According to documents obtained through a Freedom of Information request by Electric Autonomy, there has been a lengthy series of meetings and exchanges between Tesla and Ontario officials from 2020 to 2023, showing just how serious the government was in their efforts to land a major investment from the automaker.
The documents disclose a high level of interaction between Ontario’s government and Tesla’s decision-makers, including Elon Musk himself. In December 2022, a commercial officer at the Ontario Trade and Investment Office in Dallas forwarded an article to Musk, announcing Canada’s intention to subsidize EV battery production. The documents also reveal that Ontario officials, from the Minister of Economic Development, Job Creation, and Trade to the Minister of Energy, have been actively engaged with Tesla, seeking to capitalize on “investment opportunities.”
Of the 150 documents released under the FOI request, just 20 were made accessible, with many heavily redacted. Despite this, a lot of interesting information was still obtained. In one briefing note from the fall of 2022, at the height of the rumours of a Tesla investment in Canada, a senior policy advisor highlighted Ontario as a world-class automotive supply base, a growing EV assembly and battery supply chain, clean energy sources, critical mineral resources, a skilled workforce, and a thriving R&D ecosystem.

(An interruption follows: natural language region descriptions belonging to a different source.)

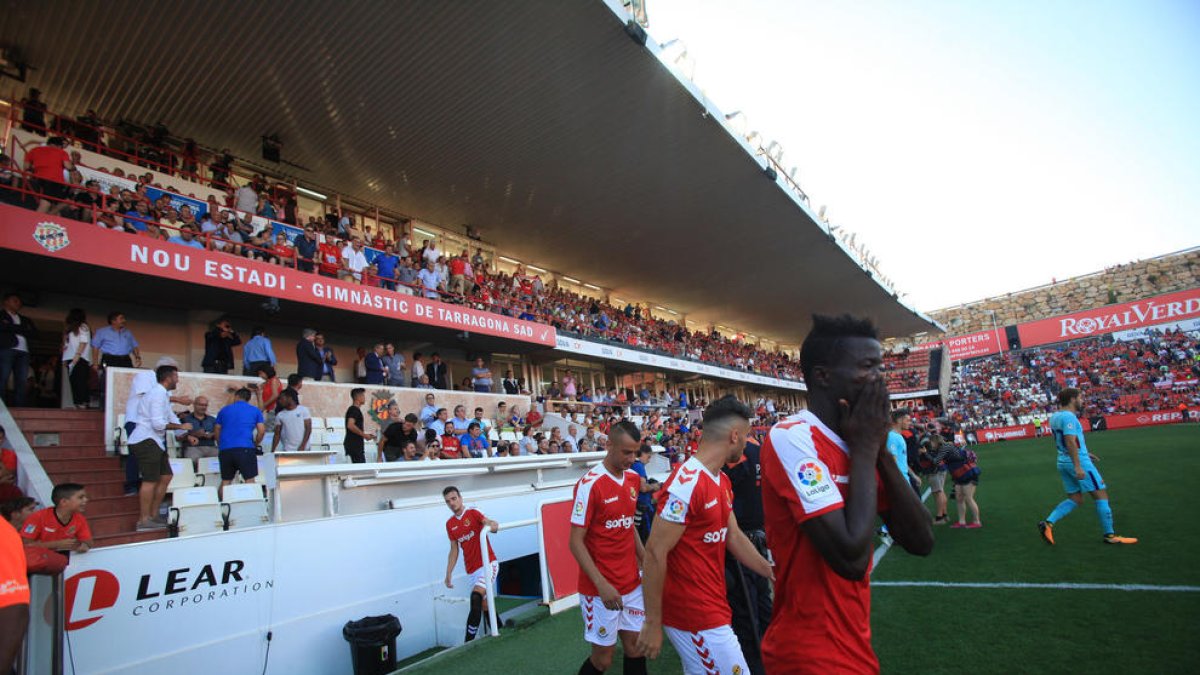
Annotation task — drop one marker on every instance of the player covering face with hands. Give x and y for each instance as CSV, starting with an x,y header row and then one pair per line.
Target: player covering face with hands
x,y
690,536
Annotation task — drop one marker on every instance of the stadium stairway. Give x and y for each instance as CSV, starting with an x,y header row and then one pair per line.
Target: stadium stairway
x,y
70,444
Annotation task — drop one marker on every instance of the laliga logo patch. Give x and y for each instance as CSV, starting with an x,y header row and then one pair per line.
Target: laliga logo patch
x,y
52,237
813,479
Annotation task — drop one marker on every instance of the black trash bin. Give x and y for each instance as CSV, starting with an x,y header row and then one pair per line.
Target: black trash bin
x,y
372,644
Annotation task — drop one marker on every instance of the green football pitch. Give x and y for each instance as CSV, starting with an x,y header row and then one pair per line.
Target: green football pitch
x,y
999,599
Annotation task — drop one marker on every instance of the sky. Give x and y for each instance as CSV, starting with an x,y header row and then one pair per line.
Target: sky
x,y
1011,142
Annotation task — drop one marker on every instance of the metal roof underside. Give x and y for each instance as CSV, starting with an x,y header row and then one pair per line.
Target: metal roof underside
x,y
541,123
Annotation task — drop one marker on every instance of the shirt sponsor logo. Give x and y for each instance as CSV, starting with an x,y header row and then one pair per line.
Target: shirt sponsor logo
x,y
814,482
675,509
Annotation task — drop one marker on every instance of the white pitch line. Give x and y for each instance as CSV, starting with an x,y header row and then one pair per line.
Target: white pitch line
x,y
1063,586
887,543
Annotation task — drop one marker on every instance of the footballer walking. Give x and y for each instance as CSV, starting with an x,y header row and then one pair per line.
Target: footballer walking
x,y
609,550
690,536
463,529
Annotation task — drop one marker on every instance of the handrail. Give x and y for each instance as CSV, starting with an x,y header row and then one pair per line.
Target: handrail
x,y
490,593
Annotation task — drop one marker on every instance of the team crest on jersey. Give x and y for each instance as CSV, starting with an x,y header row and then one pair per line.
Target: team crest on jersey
x,y
52,236
814,479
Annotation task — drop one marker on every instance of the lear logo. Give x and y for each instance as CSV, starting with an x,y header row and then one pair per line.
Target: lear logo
x,y
813,479
88,595
52,236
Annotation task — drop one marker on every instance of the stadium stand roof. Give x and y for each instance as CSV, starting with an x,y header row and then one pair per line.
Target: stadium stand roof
x,y
541,124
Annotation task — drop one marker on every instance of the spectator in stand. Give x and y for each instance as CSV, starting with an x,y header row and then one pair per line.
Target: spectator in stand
x,y
395,364
48,165
293,425
481,377
257,352
63,526
330,257
387,264
430,412
76,339
306,248
219,344
327,357
407,274
437,371
148,444
474,443
16,330
354,261
310,362
511,384
201,440
186,237
355,436
239,434
376,370
399,437
430,280
418,368
282,252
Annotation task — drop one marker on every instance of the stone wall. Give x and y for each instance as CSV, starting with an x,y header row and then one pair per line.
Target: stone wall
x,y
1121,284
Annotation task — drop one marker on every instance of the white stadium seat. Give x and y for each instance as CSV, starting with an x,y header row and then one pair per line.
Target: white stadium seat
x,y
244,506
195,511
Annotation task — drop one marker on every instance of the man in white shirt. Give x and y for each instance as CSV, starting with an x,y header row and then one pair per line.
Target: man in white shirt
x,y
354,261
148,444
293,425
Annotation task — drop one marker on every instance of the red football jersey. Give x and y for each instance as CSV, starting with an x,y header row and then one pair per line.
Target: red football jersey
x,y
694,591
45,526
466,530
48,162
821,621
605,506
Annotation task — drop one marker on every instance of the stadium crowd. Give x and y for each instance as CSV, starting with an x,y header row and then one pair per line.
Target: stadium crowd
x,y
1156,372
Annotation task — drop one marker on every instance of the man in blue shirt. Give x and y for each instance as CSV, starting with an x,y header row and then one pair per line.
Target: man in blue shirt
x,y
186,237
385,267
257,352
1078,471
306,249
239,430
430,412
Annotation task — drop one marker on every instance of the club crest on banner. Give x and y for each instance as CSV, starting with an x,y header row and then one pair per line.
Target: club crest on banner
x,y
52,237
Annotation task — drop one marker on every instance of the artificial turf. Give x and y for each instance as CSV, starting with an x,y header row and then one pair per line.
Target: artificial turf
x,y
954,629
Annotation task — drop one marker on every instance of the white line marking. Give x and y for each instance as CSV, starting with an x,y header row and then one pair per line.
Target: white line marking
x,y
887,543
1063,586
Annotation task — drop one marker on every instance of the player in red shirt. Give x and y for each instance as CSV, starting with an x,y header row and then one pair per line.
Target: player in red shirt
x,y
823,470
63,526
694,526
609,550
48,163
463,529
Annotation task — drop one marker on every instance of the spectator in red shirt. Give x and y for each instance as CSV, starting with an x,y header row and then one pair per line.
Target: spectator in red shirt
x,y
63,526
48,163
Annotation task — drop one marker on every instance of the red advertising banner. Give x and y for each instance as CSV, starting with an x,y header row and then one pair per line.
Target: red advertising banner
x,y
1005,434
1149,418
1110,318
85,243
969,346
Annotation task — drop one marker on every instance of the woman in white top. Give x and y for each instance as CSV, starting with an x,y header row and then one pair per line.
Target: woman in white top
x,y
76,340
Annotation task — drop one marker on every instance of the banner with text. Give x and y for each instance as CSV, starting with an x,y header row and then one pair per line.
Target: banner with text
x,y
967,346
85,243
1110,318
616,351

The documents also refer to Tesla’s undisclosed Canadian activities, which were redacted due to privacy laws. These include details about Tesla’s R&D facilities in Canada, beyond the advanced battery lab led by Jeff Dahn Lab at Dalhousie University. Additionally, the correspondence reveals Tesla’s interest in potential collaborations with Canadian universities and research networks for connected and autonomous vehicle development.

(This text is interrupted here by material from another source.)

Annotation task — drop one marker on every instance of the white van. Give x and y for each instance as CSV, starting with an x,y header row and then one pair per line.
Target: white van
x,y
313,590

While many were hoping Canada would land Tesla’s next Gigafactory location, that location eventually ended up being Mexico. But all hope is not lost as Tesla is expected to announce the location of their next Gigafactory before the end of the year, although a location outside of North America appears to be likely. That leaves the possibility open that Tesla could expand into Canada with a battery production facility, something which Volkswagen has already announced plans to do in St. Thomas, Ontario.